La question du grand âge raisonne en chacun de nous car sauf accident de la vie nous sommes tous amenés à vivre de plus en plus vieux, peut-être jusqu’à devenir dépendant. Or, l’âgisme qui règne dans nos cultures fait de cet horizon un état à retarder  sans cesse plutôt qu’à préparer. Nos représentations collectives du grand âge sont alors faites de peurs, de fantasmes et d’idées préconçues. L’institutionnalisation de la dépendance, certes nécessaire, a en outre contribué à accentuer cette tendance, en plaçant la dépendance hors du champ de vision quotidien des citoyens. L’absence de contact et de connaissances sur le vieillissement couplée à une survalorisation de la jeunesse et de la performance, alimente ainsi les peurs et le rejet de chacun. Nous nous trouvons ainsi, pour beaucoup d’entre nous, dans une situation paradoxale où le grand âge est un horizon universel inévitable sur lequel nous n’avons que très peu d’informations et de connaissances, tant du point de vue physiologique, neurologique que pratique.

 

Éthique et savoirs sont-ils antinomiques ?

 

Les professionnels exerçant dans les établissements médico-sociaux ont quant à eux bénéficié d’une formation  et donc d’un ensemble de savoirs qu’il leur a été inculqués, se confrontant parfois à leurs idées, leurs vécus et leur représentations de la vieillesse. Cet ensemble n’est évidemment pas figé et a évolué au cours de leur pratique professionnelle. Ces savoirs ont-ils changé leur représentation du grand âge ? La façon dont ils envisagent leur propre vieillissement ? Celui de leurs proches ?

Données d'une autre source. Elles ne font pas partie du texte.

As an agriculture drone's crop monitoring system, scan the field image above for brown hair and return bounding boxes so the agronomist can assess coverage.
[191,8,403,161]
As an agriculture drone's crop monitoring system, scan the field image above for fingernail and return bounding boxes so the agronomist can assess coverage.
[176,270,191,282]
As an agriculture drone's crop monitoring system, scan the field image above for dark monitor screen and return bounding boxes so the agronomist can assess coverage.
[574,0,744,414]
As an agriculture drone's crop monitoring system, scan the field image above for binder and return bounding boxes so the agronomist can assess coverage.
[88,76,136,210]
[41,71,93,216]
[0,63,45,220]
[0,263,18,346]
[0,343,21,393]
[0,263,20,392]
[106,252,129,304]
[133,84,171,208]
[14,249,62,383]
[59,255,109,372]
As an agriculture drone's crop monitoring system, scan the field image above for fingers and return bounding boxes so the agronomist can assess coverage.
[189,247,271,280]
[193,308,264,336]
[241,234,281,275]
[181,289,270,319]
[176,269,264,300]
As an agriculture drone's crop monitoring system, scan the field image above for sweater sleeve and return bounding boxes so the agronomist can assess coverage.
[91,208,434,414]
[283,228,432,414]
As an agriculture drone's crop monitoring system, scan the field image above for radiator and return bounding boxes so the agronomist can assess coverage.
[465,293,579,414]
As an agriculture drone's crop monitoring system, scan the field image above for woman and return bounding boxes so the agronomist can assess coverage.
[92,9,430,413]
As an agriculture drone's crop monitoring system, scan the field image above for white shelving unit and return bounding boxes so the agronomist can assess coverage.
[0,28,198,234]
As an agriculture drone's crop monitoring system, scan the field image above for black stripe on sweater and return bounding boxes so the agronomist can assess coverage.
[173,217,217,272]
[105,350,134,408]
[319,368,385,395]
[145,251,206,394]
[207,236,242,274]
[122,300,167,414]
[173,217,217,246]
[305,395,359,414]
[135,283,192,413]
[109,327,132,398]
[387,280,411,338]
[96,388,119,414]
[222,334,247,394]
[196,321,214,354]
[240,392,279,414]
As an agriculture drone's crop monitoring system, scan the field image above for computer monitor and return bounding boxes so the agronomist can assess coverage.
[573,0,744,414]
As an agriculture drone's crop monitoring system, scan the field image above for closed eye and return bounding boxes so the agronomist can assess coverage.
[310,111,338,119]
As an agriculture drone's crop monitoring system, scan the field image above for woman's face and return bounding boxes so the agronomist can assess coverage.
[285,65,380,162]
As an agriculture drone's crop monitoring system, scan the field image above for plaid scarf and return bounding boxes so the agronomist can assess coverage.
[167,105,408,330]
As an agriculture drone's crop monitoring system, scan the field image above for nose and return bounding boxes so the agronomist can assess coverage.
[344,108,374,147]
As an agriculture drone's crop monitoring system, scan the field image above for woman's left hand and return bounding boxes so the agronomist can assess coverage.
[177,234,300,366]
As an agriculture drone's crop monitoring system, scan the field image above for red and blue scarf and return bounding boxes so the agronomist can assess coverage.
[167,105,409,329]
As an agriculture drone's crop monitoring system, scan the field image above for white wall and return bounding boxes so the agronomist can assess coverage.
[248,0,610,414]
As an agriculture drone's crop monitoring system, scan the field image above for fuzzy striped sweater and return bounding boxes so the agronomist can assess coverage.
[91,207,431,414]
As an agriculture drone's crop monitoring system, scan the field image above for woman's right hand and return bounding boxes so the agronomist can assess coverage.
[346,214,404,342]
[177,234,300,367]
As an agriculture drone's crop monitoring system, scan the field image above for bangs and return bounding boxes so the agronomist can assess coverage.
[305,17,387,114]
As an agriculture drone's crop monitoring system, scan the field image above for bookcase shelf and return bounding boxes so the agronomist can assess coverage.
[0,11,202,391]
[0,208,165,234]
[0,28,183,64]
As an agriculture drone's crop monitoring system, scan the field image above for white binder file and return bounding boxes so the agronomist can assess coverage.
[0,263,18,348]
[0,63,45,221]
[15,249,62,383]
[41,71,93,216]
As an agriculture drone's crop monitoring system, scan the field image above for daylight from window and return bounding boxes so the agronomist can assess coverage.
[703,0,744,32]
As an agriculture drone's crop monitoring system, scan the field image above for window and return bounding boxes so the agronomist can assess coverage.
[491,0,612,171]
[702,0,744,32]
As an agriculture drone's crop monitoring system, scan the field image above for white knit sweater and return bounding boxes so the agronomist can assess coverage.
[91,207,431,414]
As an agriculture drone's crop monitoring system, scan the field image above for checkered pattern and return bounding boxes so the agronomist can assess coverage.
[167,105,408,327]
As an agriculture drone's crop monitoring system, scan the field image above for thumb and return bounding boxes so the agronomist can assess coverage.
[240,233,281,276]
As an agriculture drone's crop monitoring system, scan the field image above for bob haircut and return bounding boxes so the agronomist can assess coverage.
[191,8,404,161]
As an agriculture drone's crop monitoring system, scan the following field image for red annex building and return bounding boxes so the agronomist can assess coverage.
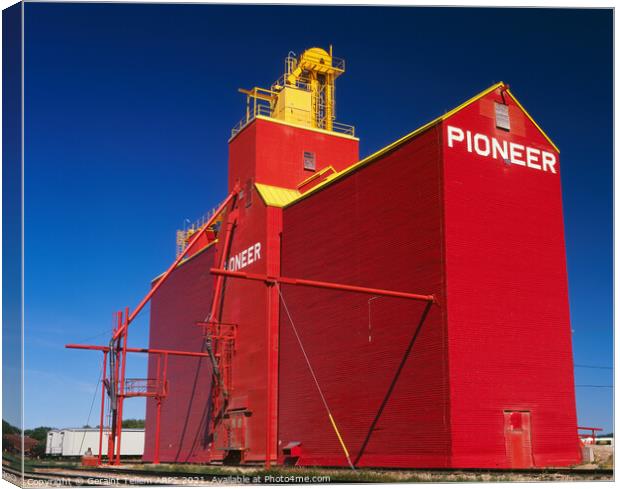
[138,48,580,468]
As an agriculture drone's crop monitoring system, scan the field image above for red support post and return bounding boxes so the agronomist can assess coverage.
[153,397,161,464]
[265,286,273,470]
[116,307,129,465]
[97,351,108,465]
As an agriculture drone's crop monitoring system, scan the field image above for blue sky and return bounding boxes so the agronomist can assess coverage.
[17,3,613,431]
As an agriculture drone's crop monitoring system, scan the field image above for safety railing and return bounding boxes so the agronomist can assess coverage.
[125,379,167,397]
[231,103,355,138]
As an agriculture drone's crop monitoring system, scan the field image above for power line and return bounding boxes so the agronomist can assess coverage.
[575,363,614,370]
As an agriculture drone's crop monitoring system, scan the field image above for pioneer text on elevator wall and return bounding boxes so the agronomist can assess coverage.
[226,243,261,272]
[447,126,557,173]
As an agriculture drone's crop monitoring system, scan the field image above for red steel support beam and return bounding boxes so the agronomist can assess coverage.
[209,213,237,323]
[211,268,437,303]
[65,343,209,357]
[112,184,239,340]
[97,351,108,465]
[116,307,129,465]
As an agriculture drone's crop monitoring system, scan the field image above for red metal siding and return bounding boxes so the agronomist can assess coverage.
[228,119,359,189]
[144,247,215,462]
[214,190,280,461]
[278,128,450,467]
[443,86,579,467]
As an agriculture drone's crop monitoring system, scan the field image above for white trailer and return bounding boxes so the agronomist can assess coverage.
[45,428,144,457]
[45,430,63,455]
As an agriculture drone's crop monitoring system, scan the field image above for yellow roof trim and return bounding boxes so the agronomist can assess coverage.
[284,82,560,207]
[297,165,338,188]
[506,89,560,154]
[228,115,360,143]
[254,183,301,207]
[151,238,217,283]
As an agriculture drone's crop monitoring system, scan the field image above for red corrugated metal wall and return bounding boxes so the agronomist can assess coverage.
[279,129,450,467]
[214,190,268,461]
[143,246,215,462]
[228,119,359,193]
[443,86,579,467]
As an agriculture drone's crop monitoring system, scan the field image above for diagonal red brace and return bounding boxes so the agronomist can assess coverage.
[211,268,438,304]
[112,184,239,340]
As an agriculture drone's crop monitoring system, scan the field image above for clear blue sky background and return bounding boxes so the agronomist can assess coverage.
[17,4,613,431]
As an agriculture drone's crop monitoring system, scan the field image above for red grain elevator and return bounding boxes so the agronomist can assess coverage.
[144,48,580,468]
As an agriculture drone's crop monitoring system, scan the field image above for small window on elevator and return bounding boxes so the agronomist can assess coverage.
[243,178,254,207]
[495,102,510,131]
[304,151,316,171]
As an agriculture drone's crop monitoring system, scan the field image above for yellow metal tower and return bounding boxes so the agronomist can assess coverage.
[233,46,355,136]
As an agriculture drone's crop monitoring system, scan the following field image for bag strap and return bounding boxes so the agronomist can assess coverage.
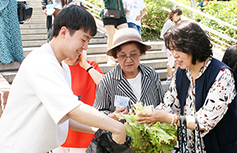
[178,115,188,153]
[193,115,203,153]
[118,0,120,11]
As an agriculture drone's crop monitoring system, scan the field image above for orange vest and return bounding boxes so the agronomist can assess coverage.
[62,61,103,148]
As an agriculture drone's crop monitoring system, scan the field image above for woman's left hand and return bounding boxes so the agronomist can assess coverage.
[137,110,170,127]
[78,51,90,70]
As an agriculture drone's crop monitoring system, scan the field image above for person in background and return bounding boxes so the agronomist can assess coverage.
[197,0,209,22]
[100,0,128,65]
[41,0,72,42]
[123,0,147,36]
[53,51,103,153]
[160,6,182,82]
[137,20,237,153]
[93,28,164,153]
[0,0,24,64]
[222,44,237,74]
[0,5,126,153]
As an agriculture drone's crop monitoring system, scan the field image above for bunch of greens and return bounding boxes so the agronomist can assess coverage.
[117,102,177,153]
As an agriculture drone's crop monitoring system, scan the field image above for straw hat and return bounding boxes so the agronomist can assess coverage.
[107,28,151,56]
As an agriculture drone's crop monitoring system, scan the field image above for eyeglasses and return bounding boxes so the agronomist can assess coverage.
[118,54,140,60]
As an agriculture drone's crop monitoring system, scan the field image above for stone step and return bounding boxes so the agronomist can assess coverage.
[0,75,11,91]
[21,17,46,24]
[21,34,47,41]
[20,23,46,29]
[22,36,107,47]
[21,28,47,35]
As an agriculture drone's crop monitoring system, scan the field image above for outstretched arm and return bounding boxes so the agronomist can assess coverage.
[67,103,126,144]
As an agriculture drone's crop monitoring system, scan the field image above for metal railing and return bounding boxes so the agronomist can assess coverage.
[168,0,237,49]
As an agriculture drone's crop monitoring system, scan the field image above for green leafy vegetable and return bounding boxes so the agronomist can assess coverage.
[117,102,177,153]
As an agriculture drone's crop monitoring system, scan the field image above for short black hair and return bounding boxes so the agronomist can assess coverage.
[53,4,97,37]
[164,20,213,65]
[111,41,146,58]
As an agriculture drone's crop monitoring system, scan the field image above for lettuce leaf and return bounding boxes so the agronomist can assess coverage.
[117,102,177,153]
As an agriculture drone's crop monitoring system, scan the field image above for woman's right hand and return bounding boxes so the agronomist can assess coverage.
[137,110,172,126]
[112,123,127,144]
[108,107,128,121]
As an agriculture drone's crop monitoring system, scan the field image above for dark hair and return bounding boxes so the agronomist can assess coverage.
[111,41,146,58]
[222,44,237,74]
[165,6,182,22]
[53,4,97,37]
[164,20,213,65]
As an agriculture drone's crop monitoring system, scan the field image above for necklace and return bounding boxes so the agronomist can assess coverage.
[199,57,210,73]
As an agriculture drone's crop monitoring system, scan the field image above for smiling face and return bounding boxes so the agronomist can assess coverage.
[172,12,181,23]
[62,28,91,62]
[172,50,193,69]
[117,43,141,79]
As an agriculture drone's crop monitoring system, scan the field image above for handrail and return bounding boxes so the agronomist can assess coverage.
[162,7,233,50]
[169,0,237,30]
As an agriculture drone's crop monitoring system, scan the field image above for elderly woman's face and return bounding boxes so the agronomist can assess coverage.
[117,43,141,77]
[172,50,193,69]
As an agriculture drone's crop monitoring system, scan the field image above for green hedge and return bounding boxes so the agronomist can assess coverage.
[88,0,237,46]
[194,0,237,46]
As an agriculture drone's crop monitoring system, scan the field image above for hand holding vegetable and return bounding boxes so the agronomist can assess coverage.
[108,107,128,120]
[137,110,172,127]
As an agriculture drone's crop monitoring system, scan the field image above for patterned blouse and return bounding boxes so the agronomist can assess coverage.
[157,58,236,152]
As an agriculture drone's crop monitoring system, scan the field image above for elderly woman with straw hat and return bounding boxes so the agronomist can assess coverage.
[93,28,164,152]
[94,28,164,115]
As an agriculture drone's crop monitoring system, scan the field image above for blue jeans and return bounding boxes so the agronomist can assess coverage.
[128,22,142,36]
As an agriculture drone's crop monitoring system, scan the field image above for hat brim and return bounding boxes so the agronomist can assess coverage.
[106,39,151,56]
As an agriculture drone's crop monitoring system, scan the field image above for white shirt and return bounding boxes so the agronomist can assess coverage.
[0,44,82,153]
[127,72,142,101]
[160,19,175,52]
[123,0,146,26]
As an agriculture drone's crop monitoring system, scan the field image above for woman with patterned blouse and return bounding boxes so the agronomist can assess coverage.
[0,0,24,64]
[138,20,237,153]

Ce savoir est en outre sans cesse confronté aux réalités du quotidien de l’accompagnement du grand âge. Dans certaines situations complexes, les savoirs appris peuvent s’avérer en tension avec les principes éthiques. Il convient alors de se demander si l’éthique repose plus sur l’expérience et l’évaluation intime que sur un corpus de connaissance et si, savoir et éthique  ne sont pas parfois antinomiques. Ou alors, si la connaissance, les savoirs, permettent au contraire d’être à même de développer une réflexion éthique, de se poser les bonnes questions, d’avoir les bons réflexes face aux situations difficiles ? Ou est-ce l’expérience qui prime ? Par exemple, la connaissance des mécanismes à l’œuvre dans les maladies neurodégénératives permet-elle une prise en charge, un comportement ou une écoute plus adaptée face à ces pathologies et donc un accompagnement plus éthique ? 

Expérience et savoirs sont-ils antinomiques ? Ethique et savoirs entrent-ils régulièrement en conflit ? Peut-on enseigner l’éthique ? ou est-ce nécessairement une pratique ? Dans le cas des représentations, voire de l’invisibilisation du grand âge dans nos sociétés, la diffusion du savoir, des connaissances liées à l’avancée en âge est-elle une pratique éthique ? Notamment au regard de l’évolution démographique et des représentations erronées largement diffusées.

Le thème de cette année pourrait nous permettre d’aborder tous ces questionnements.